Wind energy is a virtually carbon-free and pollution-free electricity source, with global wind resources greatly exceeding electricity demand. Accordingly, the installed capacity of wind turbines grew at an annualized rate of >20% from 2000 to 2019 and is projected to increase by a further 50% by the end of 2023. In this Review, we describe the factors that dictate the wind resource magnitude and variability and illustrate the tools and techniques that are being used to make projections of wind resources and wind turbine operating conditions. Natural variability due to the action of internal climate modes appears to dominate over global-warming-induced non-stationarity over most areas with large wind energy installations or potential. However, there is evidence for increased wind energy resources by the end of the current century in northern Europe and the US Southern Great Plains. New technology trends are changing the sensitivity of wind energy to global climate non-stationarity and, thus, present new challenges and opportunities for innovative research. The evolution of climate modelling to increasingly address mesoscale processes is providing improved projections of both wind resources and wind turbine operating conditions, and will contribute to continued reductions in the levelized cost of energy from wind power generation.

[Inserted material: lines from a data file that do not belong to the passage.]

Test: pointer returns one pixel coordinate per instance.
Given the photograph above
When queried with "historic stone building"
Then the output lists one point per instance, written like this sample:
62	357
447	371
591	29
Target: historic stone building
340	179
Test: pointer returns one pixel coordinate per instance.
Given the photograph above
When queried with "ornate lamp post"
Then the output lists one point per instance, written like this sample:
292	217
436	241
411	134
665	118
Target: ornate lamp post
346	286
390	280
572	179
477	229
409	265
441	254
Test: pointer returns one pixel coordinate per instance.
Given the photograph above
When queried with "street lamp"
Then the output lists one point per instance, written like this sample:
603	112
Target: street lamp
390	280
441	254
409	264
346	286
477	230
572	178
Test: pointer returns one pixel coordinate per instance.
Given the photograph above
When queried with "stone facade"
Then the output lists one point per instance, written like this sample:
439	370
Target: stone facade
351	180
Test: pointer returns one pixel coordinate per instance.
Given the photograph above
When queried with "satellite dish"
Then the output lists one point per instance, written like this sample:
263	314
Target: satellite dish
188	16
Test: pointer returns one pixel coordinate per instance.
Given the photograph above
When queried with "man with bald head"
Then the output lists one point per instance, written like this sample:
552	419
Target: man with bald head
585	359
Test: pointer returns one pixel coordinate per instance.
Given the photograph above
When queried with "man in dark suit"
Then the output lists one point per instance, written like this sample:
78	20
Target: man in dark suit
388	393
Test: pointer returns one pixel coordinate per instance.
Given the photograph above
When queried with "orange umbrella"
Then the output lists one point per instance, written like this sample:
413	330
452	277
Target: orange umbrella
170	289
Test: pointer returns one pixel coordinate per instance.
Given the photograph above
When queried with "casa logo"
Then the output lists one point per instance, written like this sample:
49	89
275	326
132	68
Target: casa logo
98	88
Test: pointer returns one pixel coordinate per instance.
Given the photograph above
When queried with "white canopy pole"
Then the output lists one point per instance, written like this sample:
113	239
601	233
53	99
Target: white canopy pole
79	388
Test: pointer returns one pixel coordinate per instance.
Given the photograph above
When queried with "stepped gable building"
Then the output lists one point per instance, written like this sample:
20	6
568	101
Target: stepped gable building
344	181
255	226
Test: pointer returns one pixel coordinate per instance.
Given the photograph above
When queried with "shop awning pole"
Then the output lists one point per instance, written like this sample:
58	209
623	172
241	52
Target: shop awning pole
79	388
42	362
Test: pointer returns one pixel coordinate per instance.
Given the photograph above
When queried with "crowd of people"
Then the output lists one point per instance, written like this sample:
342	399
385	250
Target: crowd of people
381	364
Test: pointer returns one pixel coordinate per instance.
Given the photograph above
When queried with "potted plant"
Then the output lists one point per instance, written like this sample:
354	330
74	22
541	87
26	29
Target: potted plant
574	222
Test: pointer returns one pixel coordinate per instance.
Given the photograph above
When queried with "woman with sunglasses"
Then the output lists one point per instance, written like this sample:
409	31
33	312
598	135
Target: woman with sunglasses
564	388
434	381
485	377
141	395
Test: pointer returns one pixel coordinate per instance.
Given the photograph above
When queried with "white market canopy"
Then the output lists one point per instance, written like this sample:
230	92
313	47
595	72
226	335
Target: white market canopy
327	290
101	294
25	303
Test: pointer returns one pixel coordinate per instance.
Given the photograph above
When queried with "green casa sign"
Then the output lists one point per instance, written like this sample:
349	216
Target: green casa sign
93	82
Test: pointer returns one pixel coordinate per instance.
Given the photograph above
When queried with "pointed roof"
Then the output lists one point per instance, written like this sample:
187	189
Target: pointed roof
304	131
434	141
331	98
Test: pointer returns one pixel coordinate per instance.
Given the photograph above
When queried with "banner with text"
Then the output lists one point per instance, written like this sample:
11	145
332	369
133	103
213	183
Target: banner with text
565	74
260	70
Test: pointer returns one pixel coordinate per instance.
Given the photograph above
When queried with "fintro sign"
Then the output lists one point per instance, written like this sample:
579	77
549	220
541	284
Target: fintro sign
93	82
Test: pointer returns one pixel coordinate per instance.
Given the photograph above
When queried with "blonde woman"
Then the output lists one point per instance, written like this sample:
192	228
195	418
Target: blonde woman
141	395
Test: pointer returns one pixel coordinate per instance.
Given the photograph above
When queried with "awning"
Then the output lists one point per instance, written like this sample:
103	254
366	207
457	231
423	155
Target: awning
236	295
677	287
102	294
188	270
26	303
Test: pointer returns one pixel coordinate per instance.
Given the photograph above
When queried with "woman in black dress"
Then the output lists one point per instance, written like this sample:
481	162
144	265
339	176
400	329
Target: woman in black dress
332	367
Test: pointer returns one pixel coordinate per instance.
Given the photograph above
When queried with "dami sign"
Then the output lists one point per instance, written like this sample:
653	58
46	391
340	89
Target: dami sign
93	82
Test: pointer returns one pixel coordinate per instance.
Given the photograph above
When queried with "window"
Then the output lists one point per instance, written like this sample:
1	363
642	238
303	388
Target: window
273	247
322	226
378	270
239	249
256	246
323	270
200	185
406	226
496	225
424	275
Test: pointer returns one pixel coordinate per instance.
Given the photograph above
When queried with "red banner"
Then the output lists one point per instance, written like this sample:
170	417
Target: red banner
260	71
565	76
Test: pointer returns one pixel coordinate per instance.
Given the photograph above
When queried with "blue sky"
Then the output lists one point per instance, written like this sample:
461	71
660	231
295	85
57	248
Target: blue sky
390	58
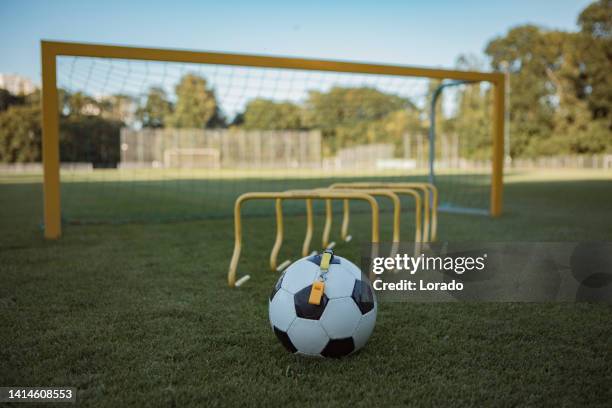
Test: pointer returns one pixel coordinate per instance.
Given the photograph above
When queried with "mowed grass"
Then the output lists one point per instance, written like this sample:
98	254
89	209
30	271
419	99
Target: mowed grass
140	314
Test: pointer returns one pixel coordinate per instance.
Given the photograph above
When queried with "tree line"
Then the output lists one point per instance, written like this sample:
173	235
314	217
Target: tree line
560	103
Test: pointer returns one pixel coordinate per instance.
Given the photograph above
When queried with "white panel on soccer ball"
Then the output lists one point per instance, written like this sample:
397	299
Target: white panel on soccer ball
307	336
339	282
365	328
351	267
282	310
340	318
299	275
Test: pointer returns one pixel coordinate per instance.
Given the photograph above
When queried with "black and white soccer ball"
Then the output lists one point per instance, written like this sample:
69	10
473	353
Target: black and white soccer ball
340	325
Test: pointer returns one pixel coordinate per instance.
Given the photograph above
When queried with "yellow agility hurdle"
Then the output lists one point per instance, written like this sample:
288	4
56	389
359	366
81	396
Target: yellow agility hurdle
397	213
279	197
428	189
418	234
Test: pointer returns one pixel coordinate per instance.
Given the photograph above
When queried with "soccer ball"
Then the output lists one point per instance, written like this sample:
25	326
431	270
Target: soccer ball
339	325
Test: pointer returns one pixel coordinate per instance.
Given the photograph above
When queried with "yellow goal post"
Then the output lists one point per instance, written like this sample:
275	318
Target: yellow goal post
51	50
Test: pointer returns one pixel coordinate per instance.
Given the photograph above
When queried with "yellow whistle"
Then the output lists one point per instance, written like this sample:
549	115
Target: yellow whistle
316	293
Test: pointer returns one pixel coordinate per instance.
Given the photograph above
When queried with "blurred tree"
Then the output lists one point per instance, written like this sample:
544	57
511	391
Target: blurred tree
595	50
118	107
155	110
7	99
349	116
20	134
195	106
264	114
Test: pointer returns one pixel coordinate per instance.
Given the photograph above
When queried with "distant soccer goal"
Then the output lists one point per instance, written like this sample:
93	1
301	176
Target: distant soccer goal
171	134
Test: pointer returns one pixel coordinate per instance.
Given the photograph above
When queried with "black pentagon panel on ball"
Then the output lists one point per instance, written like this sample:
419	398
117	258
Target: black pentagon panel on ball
304	309
316	259
276	287
363	296
285	340
337	348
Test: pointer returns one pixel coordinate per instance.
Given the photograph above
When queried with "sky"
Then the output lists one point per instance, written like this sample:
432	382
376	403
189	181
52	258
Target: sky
424	33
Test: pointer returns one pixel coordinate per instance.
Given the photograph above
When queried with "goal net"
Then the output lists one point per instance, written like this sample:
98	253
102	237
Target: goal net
153	139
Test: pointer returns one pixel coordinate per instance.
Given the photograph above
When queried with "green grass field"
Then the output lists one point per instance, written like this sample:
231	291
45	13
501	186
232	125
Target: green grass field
140	314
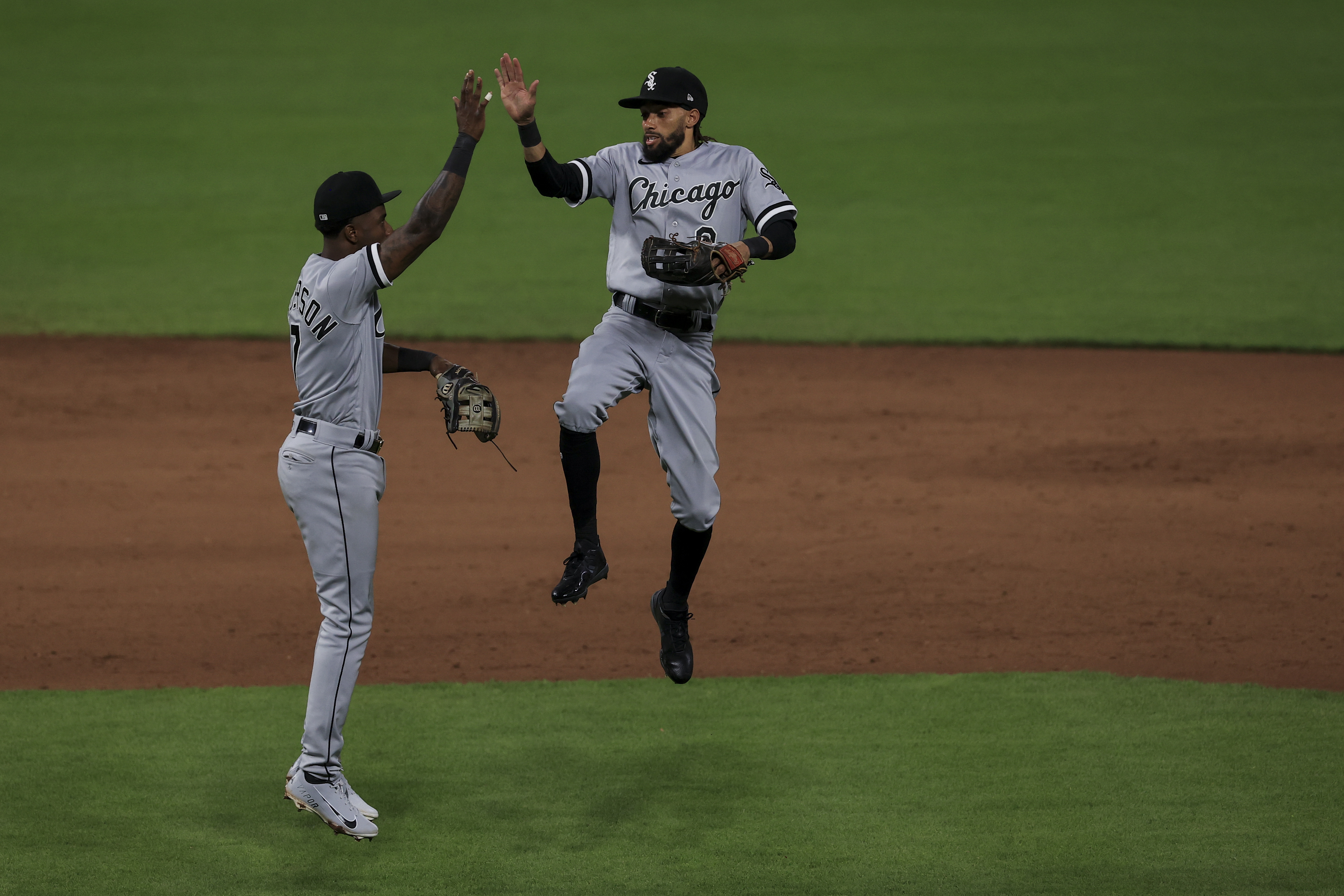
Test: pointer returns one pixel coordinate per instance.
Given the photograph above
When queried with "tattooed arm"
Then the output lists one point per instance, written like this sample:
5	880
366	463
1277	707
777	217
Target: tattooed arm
432	213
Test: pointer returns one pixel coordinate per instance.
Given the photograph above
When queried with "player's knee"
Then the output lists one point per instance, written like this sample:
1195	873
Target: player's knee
578	414
698	515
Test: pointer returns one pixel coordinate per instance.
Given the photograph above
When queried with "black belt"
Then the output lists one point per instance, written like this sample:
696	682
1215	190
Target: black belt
310	428
679	322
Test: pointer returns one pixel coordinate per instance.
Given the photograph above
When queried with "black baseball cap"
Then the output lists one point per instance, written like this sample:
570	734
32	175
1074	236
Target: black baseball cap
675	86
347	194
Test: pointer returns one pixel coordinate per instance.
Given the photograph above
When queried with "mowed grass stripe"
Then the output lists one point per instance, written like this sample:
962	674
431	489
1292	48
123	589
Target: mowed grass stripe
1096	171
1004	784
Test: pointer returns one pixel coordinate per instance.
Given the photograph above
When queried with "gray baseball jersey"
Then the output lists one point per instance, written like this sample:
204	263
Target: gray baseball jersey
336	339
712	193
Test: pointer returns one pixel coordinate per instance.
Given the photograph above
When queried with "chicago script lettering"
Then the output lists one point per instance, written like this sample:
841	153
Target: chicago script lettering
646	194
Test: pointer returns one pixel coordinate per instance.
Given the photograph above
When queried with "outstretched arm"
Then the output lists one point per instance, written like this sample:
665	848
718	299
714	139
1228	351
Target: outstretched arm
519	103
549	177
403	361
432	213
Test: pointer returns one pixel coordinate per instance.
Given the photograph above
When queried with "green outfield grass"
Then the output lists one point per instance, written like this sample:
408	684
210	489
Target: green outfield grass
1108	171
986	784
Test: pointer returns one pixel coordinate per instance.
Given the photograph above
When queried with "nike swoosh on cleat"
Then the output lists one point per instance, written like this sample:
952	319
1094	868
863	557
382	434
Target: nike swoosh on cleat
345	821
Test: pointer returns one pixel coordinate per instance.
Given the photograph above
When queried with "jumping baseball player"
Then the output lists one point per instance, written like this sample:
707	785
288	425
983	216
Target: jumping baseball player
330	469
658	335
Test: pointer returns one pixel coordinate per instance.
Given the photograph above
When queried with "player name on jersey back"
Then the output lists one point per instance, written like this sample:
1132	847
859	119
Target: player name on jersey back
712	193
336	339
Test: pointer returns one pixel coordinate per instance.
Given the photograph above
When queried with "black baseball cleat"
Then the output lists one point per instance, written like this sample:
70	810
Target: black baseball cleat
581	572
675	652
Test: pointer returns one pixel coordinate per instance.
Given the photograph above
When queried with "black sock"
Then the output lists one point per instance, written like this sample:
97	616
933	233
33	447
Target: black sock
689	550
582	465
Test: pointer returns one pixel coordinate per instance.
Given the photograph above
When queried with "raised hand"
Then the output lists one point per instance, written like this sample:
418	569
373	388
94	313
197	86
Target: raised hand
519	100
471	108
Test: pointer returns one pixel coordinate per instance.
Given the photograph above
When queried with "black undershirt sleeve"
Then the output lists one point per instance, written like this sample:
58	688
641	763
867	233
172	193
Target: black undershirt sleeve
413	359
780	233
553	179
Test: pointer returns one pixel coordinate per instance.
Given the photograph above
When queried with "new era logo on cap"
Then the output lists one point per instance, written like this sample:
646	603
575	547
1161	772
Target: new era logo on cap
670	84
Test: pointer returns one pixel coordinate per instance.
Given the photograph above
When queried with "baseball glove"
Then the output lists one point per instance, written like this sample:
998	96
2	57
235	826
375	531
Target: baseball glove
468	406
691	264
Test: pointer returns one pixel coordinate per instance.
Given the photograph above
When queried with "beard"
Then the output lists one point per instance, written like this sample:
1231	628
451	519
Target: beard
663	150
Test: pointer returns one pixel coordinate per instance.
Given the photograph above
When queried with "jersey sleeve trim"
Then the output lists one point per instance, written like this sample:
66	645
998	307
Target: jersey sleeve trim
377	265
587	190
775	211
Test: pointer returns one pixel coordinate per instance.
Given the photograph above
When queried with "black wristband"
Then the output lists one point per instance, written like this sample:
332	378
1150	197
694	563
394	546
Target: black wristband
413	359
759	246
460	159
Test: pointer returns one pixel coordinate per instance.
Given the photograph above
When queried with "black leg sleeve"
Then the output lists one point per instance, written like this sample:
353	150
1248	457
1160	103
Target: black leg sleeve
582	465
689	550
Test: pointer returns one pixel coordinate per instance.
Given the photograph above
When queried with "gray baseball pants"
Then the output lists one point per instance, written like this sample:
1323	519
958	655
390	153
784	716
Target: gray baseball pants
628	355
334	493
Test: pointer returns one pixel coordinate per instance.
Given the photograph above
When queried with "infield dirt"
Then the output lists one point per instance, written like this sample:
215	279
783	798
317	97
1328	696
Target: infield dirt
885	510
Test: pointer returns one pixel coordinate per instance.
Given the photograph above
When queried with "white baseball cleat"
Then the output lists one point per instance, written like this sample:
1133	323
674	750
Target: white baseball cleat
330	803
355	800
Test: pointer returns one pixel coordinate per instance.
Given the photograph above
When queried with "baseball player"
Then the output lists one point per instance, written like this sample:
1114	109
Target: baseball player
656	336
330	467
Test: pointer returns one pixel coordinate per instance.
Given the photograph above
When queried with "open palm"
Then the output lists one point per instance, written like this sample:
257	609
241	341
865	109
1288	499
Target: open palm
519	100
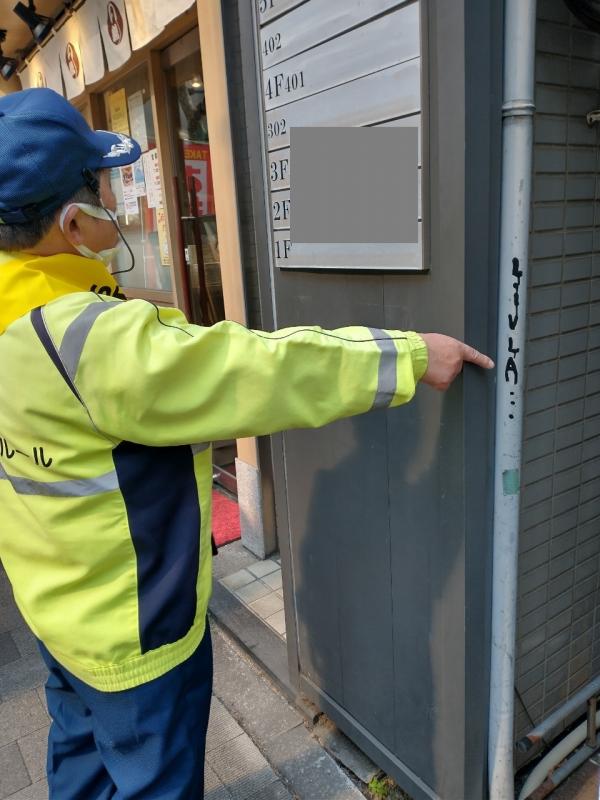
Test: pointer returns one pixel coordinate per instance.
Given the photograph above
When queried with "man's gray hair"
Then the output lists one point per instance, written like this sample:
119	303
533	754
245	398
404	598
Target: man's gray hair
26	235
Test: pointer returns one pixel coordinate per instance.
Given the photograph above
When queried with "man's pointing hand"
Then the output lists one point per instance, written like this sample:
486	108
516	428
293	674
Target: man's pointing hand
446	359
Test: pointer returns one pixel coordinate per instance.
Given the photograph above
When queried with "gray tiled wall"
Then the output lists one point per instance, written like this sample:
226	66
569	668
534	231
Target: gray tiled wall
559	619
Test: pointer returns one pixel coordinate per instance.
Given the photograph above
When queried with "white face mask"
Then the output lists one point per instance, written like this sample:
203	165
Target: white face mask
106	256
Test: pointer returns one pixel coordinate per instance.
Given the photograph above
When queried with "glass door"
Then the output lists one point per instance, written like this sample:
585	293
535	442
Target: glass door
190	150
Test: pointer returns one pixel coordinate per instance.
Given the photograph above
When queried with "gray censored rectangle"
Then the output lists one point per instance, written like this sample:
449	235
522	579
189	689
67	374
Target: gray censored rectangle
354	185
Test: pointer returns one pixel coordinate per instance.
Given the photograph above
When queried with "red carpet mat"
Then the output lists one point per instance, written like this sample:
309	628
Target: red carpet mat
226	519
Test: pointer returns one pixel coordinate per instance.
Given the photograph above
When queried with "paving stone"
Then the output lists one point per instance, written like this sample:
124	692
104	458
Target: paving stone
248	594
259	709
30	673
263	568
21	716
41	693
213	786
222	727
274	579
8	649
240	578
276	791
267	606
232	558
277	622
33	749
13	772
306	767
241	767
37	791
345	751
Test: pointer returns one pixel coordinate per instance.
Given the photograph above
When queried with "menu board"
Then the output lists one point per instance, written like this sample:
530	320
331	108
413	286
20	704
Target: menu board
339	63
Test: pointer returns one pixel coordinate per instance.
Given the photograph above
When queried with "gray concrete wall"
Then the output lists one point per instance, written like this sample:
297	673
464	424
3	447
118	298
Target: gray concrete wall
559	567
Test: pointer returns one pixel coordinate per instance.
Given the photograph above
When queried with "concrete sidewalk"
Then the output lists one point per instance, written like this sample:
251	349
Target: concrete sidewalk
258	747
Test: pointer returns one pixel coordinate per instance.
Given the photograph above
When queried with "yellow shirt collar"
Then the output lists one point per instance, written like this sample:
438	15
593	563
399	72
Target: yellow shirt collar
28	281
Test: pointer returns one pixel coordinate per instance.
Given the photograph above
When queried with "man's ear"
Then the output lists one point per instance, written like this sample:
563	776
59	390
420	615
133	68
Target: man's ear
71	230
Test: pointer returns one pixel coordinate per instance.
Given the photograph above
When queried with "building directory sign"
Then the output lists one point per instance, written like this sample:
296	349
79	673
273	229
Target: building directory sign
337	63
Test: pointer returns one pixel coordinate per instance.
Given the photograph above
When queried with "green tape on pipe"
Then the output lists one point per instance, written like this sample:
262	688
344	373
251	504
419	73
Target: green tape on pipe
511	482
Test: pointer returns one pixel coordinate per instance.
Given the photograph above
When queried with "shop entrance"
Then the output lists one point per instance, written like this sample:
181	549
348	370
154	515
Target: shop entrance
194	198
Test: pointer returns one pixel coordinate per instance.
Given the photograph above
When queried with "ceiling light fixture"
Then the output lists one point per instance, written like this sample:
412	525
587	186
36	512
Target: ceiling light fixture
8	66
39	25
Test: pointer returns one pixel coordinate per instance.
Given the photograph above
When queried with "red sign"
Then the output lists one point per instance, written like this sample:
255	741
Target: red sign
198	176
72	61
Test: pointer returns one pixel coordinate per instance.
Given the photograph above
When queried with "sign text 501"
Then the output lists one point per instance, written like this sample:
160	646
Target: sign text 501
280	83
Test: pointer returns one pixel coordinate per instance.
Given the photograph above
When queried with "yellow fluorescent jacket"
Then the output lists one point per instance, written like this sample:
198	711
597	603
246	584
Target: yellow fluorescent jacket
107	409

风能实际上是一种无碳，无污染的能源，全球风能资源大大超过了电力需求。因此，从2000年到2019年，风力涡轮机的装机容量以每年20％的速度增长，并且预计到2023年底将进一步增加50％。在本综述中，我们描述了决定风力资源的因素。大小和可变性，并说明了用于预测风资源和风力涡轮机运行状况的工具和技术。在大多数具有大型风能装置或潜力的地区，由于内部气候模式的作用而导致的自然变异似乎在全球变暖引起的非平稳性中占主导地位。然而，有证据表明，到本世纪末，北欧和美国南部大平原的风能资源将会增加。新技术趋势正在改变风能对全球气候不稳定的敏感性，从而为创新研究提出了新的挑战和机遇。随着气候模型的发展，越来越多地涉及中尺度过程，这为风力资源和风力涡轮机的运行状况提供了更好的预测，并将有助于持续降低风力发电的平均成本。